Actualmente vivimos en un país globalizado cuyo propósito general es ganar dinero. Y por ello, inclinándose la mayor parte del tiempo al capitalismo, creamos este blog, apoyado de las carreras de negocios internacionales y ciencias de la comunicación, nuestro propósito es crear un espacio con libertad de expresión, en donde se muestre la realidad de nuestra sociedad, y no aquella que está por debajo de las noticias, artículos u opiniones, sino la que nosotros mismos construimos y nos queremos hacer creer.

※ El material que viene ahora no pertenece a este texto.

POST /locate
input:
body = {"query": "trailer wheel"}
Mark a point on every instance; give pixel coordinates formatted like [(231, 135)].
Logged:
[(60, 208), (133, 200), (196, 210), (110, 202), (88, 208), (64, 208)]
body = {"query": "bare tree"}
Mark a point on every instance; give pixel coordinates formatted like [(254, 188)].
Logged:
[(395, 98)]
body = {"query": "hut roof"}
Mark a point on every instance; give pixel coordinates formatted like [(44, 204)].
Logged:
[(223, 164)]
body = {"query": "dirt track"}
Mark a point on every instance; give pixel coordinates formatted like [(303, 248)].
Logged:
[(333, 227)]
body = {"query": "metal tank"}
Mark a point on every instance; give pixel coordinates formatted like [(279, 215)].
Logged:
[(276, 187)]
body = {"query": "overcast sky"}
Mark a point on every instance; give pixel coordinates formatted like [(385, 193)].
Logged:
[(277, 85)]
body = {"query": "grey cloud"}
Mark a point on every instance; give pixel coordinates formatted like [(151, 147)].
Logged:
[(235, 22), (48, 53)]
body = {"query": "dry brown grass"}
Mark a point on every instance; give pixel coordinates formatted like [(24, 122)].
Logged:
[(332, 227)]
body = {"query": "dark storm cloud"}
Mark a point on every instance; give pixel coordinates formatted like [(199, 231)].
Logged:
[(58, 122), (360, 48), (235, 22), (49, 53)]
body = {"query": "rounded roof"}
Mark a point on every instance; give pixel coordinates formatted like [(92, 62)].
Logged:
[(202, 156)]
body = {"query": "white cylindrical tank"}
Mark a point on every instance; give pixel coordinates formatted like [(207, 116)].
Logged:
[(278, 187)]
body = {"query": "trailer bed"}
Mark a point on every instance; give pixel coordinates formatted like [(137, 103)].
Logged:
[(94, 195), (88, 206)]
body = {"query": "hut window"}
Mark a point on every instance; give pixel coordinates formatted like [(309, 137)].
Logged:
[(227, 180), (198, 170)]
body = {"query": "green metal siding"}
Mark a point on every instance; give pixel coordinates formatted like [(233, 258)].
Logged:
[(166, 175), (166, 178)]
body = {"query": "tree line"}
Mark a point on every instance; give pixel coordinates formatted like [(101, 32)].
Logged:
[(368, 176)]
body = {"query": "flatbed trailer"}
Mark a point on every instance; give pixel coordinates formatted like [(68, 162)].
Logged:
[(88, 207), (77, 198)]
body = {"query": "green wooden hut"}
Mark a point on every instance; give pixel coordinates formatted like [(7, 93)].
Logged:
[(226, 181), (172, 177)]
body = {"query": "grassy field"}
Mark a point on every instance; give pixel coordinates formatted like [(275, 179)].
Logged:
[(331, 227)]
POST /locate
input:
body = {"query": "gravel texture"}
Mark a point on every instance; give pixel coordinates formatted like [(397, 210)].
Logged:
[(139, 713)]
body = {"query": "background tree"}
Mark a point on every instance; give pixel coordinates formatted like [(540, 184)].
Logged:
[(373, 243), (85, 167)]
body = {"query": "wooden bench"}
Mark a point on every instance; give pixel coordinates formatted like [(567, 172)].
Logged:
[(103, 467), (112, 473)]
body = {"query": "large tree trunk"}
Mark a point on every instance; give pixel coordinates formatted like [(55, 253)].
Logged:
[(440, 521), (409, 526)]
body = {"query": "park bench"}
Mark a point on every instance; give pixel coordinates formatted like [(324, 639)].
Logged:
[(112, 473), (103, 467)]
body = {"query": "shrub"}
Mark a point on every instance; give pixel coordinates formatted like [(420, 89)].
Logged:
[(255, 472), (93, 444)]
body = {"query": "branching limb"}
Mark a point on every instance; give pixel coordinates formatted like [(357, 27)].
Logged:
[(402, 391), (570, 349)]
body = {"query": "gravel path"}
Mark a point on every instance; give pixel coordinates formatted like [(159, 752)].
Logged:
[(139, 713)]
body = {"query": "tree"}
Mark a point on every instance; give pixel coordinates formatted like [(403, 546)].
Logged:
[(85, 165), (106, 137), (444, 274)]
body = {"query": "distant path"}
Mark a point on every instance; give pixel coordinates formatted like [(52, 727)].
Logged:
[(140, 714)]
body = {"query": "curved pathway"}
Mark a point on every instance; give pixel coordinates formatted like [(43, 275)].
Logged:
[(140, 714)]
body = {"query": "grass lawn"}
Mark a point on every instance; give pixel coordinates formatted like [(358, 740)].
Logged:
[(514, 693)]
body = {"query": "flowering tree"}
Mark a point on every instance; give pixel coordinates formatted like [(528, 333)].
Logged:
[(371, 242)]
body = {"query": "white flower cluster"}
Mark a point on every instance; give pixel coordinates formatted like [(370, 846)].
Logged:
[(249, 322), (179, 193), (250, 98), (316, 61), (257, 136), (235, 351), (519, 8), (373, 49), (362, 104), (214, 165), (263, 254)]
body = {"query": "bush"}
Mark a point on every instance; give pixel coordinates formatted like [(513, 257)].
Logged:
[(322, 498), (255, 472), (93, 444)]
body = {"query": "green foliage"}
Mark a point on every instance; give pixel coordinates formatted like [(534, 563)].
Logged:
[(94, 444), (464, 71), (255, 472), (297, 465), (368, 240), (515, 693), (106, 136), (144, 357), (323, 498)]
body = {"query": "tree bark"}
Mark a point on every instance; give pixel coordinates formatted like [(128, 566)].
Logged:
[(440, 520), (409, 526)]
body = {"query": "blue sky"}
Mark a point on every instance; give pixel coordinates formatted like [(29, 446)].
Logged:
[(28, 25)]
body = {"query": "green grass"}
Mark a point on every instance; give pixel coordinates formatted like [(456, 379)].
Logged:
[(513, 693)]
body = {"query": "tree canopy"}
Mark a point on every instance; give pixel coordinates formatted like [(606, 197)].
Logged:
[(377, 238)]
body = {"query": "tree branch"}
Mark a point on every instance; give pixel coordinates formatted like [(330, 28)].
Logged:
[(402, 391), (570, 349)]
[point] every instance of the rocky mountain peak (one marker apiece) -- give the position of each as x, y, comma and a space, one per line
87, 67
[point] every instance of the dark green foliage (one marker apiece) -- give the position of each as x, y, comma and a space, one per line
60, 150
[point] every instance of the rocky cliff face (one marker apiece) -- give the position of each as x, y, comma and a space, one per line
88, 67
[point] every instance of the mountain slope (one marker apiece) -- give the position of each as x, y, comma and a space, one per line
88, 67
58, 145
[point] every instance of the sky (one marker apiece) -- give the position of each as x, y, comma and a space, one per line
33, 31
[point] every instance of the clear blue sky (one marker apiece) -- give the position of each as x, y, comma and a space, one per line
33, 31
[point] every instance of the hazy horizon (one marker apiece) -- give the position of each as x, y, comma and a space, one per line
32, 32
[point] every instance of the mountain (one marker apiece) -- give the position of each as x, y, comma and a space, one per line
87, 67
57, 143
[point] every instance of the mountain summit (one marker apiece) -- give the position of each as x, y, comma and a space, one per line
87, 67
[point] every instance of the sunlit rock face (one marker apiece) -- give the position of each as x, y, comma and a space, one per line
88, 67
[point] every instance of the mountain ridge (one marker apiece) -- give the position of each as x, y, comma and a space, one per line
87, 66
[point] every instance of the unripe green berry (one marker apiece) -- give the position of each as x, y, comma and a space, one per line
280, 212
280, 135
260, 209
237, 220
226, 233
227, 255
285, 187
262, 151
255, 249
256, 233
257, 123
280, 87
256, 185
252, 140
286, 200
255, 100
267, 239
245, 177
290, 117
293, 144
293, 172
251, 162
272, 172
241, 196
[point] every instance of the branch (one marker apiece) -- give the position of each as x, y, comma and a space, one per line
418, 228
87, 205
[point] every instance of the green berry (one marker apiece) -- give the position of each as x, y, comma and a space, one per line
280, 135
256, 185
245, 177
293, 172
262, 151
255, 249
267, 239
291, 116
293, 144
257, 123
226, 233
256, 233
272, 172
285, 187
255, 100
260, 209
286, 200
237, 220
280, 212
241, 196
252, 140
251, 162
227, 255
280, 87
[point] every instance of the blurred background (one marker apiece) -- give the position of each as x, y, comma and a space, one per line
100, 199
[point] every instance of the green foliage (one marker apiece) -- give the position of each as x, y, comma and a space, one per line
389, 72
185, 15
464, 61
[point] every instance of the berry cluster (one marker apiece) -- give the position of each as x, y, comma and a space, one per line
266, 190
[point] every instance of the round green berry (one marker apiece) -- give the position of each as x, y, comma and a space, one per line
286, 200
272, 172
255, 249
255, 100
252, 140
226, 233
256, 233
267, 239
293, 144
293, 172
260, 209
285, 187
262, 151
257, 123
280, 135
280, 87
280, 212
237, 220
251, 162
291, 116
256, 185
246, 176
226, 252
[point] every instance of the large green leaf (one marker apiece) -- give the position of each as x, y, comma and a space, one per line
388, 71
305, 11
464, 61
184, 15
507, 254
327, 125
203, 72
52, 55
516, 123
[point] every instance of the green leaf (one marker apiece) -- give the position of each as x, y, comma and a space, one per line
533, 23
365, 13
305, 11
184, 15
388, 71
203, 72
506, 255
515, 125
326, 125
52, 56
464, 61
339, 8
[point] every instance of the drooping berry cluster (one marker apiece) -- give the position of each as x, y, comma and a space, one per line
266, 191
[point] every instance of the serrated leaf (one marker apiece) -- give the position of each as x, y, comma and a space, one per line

Este espacio está formado por notas periodísticas y datos publicados en diferentes fechas, cumpliendo con su lado de ciencias de la comunicación y por su lado de negocios, enfocado al monopolio que crean las empresas televisivas y su impacto en el país, especialmente en lo económico y lo social.

La problemática que busca resolver este blog, tiene como base la pérdida de identidad como cultura, la dependencia y no individualidad de opiniones que en cierta forma los monopolios alimentan, donde su principal objetivo son las ganancias. Enfocándose en el tema de la televisión que es un medio masivo de comunicación, este puente hacia las personas busca dar herramientas para que cada quién se informe y pueda defenderse frente a este tipo de casos, donde existen empresas que buscan en gran medida su satisfacción propia y no le brindan al ciudadano el servicio que se supondría recibirían de su parte.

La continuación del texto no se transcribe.